One Man's Account of Acting Like Steve Carrell to Try to Save His Father's Foreclosed Home from the Auction Block
Trying to stop the auction of your father's foreclosed home is a gut-wrenching experience, and a Weekly reader was kind enough to share his tale of trying to delay the inevitable--by doing a Steve Carrell bit.
The scene-by-scene after the jump.
The reader's account:
First, let me wish you a Happy New Year--feliz ano nuevo, senor (apologies for lack of enyays). May seem odd for a person such as myself, who is pretty cynical after getting slammed by the system, to offer well wishes for health and good fortune. But that's just how I roll.

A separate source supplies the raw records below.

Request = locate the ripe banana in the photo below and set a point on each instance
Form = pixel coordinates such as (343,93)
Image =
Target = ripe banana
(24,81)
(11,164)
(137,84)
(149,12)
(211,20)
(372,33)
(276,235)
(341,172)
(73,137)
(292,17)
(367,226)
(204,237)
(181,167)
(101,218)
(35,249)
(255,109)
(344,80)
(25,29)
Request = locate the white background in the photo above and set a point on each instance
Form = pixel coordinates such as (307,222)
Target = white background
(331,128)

In all seriousness, things went badly. My father lost his home. I basically e-mailed a bunch of news outlets--both television and print--to try to get enough people to show up at the foreclosure sale to scare off the potential buyers. It just didn't coalesce, and I had to act alone.
Let me give you a description of what happened without the benefit of watching an iPhone-captured video on Youtube. The auction is just a loosely assembled group of people who mill around the auction place, which in this case is in front of the Civic Center in Orange. The people look like more like they are ready for Poker After Dark, with their dark sunglasses, hoodies pulled down over their heads and hands cupped over their mouths as they mumble into their cell phones. A bald, thirty-ish guy with a goatee and dark sunglasses picks up a grip of paperwork and does the whole "Hear ye" bit as the people quickly form a circle around him. Everyone is super-geared-up but it doesn't seem to faze the auctioneer. He reads off addresses of homes that had sales postponed first, then homes for which the sale was being held for the time being.

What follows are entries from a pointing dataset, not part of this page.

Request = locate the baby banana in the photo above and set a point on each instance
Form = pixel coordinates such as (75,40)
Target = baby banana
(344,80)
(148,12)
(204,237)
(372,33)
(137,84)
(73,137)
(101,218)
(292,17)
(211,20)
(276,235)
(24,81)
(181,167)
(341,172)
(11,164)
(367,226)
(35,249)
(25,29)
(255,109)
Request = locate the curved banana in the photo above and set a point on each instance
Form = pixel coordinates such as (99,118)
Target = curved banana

My father's was the last address read off of the ones being held up. A few people mumble into their phones and two of them leave and don't come back. I've never been through this before, so I ask how long it will be until he (the auctioneer) hears something back. This auctioneer guy has the kind of cocky but understated attitude of someone who has done this many times and couldn't care less. He tells me that he doesn't know: "An hour, two hours . . . Whenever they call me back on this cell."
I go to my car, parked right out in front and call the lender (CitiMortgage), NACA (they have been trying furiously to help get the sale postponed), the investor (Freddie Mac) and the mortgage holder (Cal-Western Reconveyance, whom the auctioneer works for) trying to get the sale postponed so there is more time to work with the lender to negotiate a loan modification. I also get a call from Vikki Vargas, NBC's OC bureau chief (NBC was one of the outlets I e-mailed), and she is telling me she is close by and asks what is going on at that moment. The auctioneer is starting back up so I tell her I apologize, but I have to get going.

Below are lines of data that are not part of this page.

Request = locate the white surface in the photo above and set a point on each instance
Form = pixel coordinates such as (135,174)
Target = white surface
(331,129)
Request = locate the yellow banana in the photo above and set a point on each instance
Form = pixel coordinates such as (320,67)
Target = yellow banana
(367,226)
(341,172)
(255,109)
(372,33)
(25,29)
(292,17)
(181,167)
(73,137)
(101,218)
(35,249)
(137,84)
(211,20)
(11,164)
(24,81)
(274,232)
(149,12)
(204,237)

The auctioneer reads off the address before I get there, so I ask him what the address is again and he says, "[Weekly note: removed to protect the reader's privacy]." I ask why he has that address. He then proceeds, "This property is for sale." I look straight at him and tell him, "No, it's not." We only go two rounds with that back-and-forth since he is there to sell a property, and I sense that he has run into this sort of thing before.
But I can't sit by and throw up my hands in defeat just yet. So I yell at all of the people, one by one, that "The house is not for sale!" I then do the Steve Carrell bit from Bruce Almighty (Mr. Carrell was a helluva lot funnier) and shout out random numbers to throw off the auctioneer and bidders. I obviously do a horrible job because through all my nonsense, I hear the word "sold."
My head droops, and I feel like the biggest schmuck on the planet. The guy that won (all I could make out was the last name: Gonzales) asks me if I am the homeowner, and I tell him that I am one of them. He tells me that he thought I was one of the bidders, and he also looks pretty freaked-out by my antics. He then says, "You know . . . it's difficult for us, too." I look at him like a co-worker that just ate my lunch out of the refrigerator because it didn't have a name on it. I tell him, obviously pissed-off, that "I am sorry if I don't agree, but I just lost a home, and I can't get my head around how buying someone else's home as an investment property is difficult!" I cool down a bit and realize that I still need help. I tell Mr. Gonzales that "My father is disabled [which he is], and we need time. So, I would appreciate it if you could work with me." He says, "No problem."
Ms. Vargas shows up according to Murphy's Law, after everything is said and done. She proceeds to interview me for about 15 minutes, and Mr. Gonzales bails in the meantime without giving me any contact information. Five days later, my father receives a three-day notice, but I'm pretty sure it is a fake since he is now bombarded by people promising to help him stay in the home for many months or to be able to get the home back. . . . For a fee, of course.
And that is where we now stand. The whole ordeal before this was seriously the stuff conspiracy theories are made of, but that story is way too long. I will say, though, that most everything reported in the news is false, and that the people losing their homes are exactly the people whom the government programs were supposedly designed to help. It's REALLY bad.
Well, that's my story. If anything, maybe it gives you a better picture of stuff that goes on many times every day. Thank you for your interest and your time, sir.